После длительной тишины, когда Элси казалось, что она, как в сновидении, покинула свою телесную оболочку, она услышала мужской голос, кого-то звавший.
— Ау, ау, ау! — кричал голос; на время вновь наступила тишина, а затем послышались, ответные голоса, шорох маиса, раздвигаемого пробиравшимися сквозь него людьми, и возбужденная болтовня детей. Собака прибежала по междурядью, в котором лежала Элси, и остановилась подле нее. Холодный нос собаки коснулся ее лица, и она села. Собака убежала. Промчались сыновья Тома Линдера. Перед Элси в одном из туннелей мелькали их голые ноги. Ее брат испугался быстрого приближения грозы и хотел увезти семью в город. Его голос продолжал звать со стороны дома, и детские голоса отвечали ему с полей.

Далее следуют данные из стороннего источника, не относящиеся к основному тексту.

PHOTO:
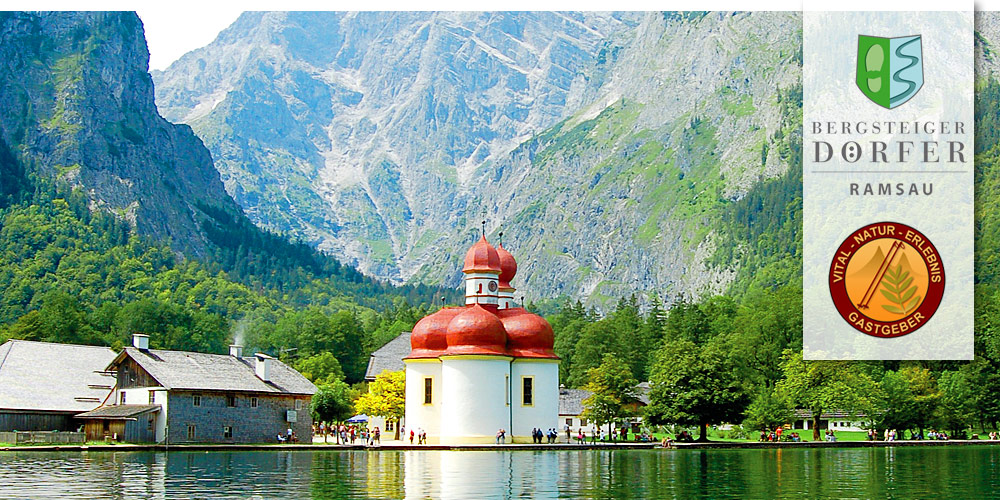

Элси сидела на земле, сжав руки. Ею овладело странное чувство разочарования. Она встала и медленно побрела в том же направления, куда бежали дети. Она подошла к изгороди и, перелезая через нее, разорвала платье еще в одном месте. Один чулок у нее спустился и лежал складками поверх башмака. Длинные острые листья сорных трав расцарапали ей ногу, которая вся была испещрена красными полосами. Но Элси не чувствовала боли.
Обезумевшая женщина шла следом за детьми, пока не оказалась в виду отцовского дома, затем остановилась и снова села на землю. Раздался еще один раскат грома, и голос Тома Линдера снова стал звать детей, на этот раз уже сердито. Властным тоном мужчины Том звал Элизабет, и его голос, подобно грому, перекатывался, будя эхо в проходах между маисом.
И вот показалась Элизабет в сопровождении молодого пахаря. Они остановились вблизи от Элси, и мужчина обнял девушку. Услышав их приближение, Элси бросилась ничком на землю и скорчилась так, что могла все видеть, оставаясь сама незамеченной. Когда их губы встретились, она судорожным движением вцепилась в маисовый стебель. Ее губы прижались к земле. Когда молодая пара двинулась дальше, Элси подняла голову. К ее губам пристала пыль.
Над полями снова надолго, как ей показалось, воцарилась тишина. Шепот неродившихся детей, созданных воображением Элси в шелестящих полях, превратился в могучий крик. Ветер все больше крепчал. Стебли маиса гнулись и клонились к земле. Элизабет задумчиво подошла к краю поля и, перебравшись через изгородь, встретилась лицом к лицу с отцом.